A: “Michigan was a leader … and stood alone in our COVID-19 response as far as prioritizing, addressing and eliminating these racial disparities in mortality rates. We want to extend that leadership to other areas where we have disparate health outcomes.

“That is an overall charge by our administration with everything, including things like the declaration of racism as public health crisis. It really unlocked a lot of tools and opened up a lot eyes for state government agencies and departments to be able to examine what they’re doing to make sure that they’re always thinking about how they can eliminate and reduce disparities as well.

“I can’t (say) that there will be a new task force, but what I do know is that it’s the responsibility of everyone in our administration and at the leadership level and in our state government employees to be thinking about how we can eliminate disparities.”

Q: The end of the pandemic emergency declaration also brings Medicaid redetermination, which means that many low-income and at-risk folks could lose health insurance coverage in the near future. How does the administration foresee addressing that issue?

A: “One of the things that we noted early on in the pandemic was that one of the contributing factors to there being worse outcomes from COVID in communities of color was because a lot of people color didn’t have insurance or didn’t have adequate insurance or access or connections to the services they needed.

“And so through our primary care connections working group, we were able to help people navigate systems to be able to get connections to care. We took advantage of expanded access to things like Medicaid so more people could have access to doctors. We also have looked at … reevaluating Medicaid reimbursement rates to create different incentives for medical care providers to locate in communities where people are more vulnerable, where people may have higher rates of asthma for environmental reasons. …

“As far as what happens with … Medicaid (redetermination), that is something that we’re taking a hard look at right now, but what we can do and what we do know is that people with health insurance have better health outcomes. People with primary care physicians and a real relationship with a health care professional have better health outcomes, and so we’re going to try to make sure we can bridge those gaps.”

Q: There remained a disparity in 2022 among American Indians and Alaska natives in Michigan when it came to COVID deaths. Are there any ongoing efforts to address that?

A: “There is still more work to do … in particular among members of our tribal nations and Alaska natives in the state of Michigan.

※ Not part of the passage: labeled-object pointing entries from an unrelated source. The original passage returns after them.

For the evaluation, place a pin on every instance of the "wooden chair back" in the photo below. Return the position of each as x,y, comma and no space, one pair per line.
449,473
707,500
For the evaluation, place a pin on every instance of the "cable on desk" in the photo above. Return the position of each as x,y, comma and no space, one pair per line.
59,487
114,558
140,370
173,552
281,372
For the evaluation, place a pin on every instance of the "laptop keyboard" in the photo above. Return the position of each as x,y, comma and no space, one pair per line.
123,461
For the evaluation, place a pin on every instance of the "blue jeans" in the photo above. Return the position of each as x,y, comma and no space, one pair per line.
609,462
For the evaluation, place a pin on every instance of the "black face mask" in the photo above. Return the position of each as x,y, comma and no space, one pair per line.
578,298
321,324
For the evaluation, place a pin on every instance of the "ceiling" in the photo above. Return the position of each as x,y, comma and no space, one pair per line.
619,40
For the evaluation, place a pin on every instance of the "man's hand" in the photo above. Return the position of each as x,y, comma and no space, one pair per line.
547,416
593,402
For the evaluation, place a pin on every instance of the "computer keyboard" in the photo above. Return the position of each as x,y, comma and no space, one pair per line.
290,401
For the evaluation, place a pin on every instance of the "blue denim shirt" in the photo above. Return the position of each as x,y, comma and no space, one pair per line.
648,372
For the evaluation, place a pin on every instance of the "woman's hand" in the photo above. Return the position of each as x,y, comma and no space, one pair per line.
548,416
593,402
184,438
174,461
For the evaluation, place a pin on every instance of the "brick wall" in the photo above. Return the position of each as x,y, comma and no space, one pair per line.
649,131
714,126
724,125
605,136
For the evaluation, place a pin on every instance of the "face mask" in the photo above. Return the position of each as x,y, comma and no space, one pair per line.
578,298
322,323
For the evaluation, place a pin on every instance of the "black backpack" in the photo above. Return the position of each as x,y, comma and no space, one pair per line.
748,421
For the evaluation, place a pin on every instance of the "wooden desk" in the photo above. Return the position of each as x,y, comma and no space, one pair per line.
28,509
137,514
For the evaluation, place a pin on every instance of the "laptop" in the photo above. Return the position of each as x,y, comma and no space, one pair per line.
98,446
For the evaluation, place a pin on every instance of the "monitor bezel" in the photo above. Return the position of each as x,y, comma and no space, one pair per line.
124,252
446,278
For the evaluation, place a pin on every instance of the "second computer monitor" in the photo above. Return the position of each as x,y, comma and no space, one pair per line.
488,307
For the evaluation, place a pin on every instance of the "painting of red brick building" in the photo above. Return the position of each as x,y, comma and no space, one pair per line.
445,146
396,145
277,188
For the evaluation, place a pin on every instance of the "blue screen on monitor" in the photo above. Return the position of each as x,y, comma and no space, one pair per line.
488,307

We actually have worked really well with our leadership members of our tribal nations. … I have spent a lot of time, for example, with the Bay Mills tribe, going through some of their facilities and the infrastructure they created … to respond to the pandemic and address the disparities. And we’ve shared our knowledge with leaders of our tribes. …

We’re going to continue to work together as partners between our tribal nations’ leadership and state government to make sure they have resources to continue to work to eradicate not only these disparities, but we have a lot of other disparity work to do amongst our tribal communities.”

Q: What else is important for you to convey on this issue to people in Michigan?

A: “What I’d like to reiterate is … that where you focus your attention and where you put forth effort, you can make progress. Michigan has demonstrated that with this effort and pulling together a team with diverse perspectives and diverse experiences: public health professionals and labor leaders and faith leaders and young people and educators and community organizers, private sector representatives, legislators, coming together and offering their perspective all toward a common goal of saving people’s lives.”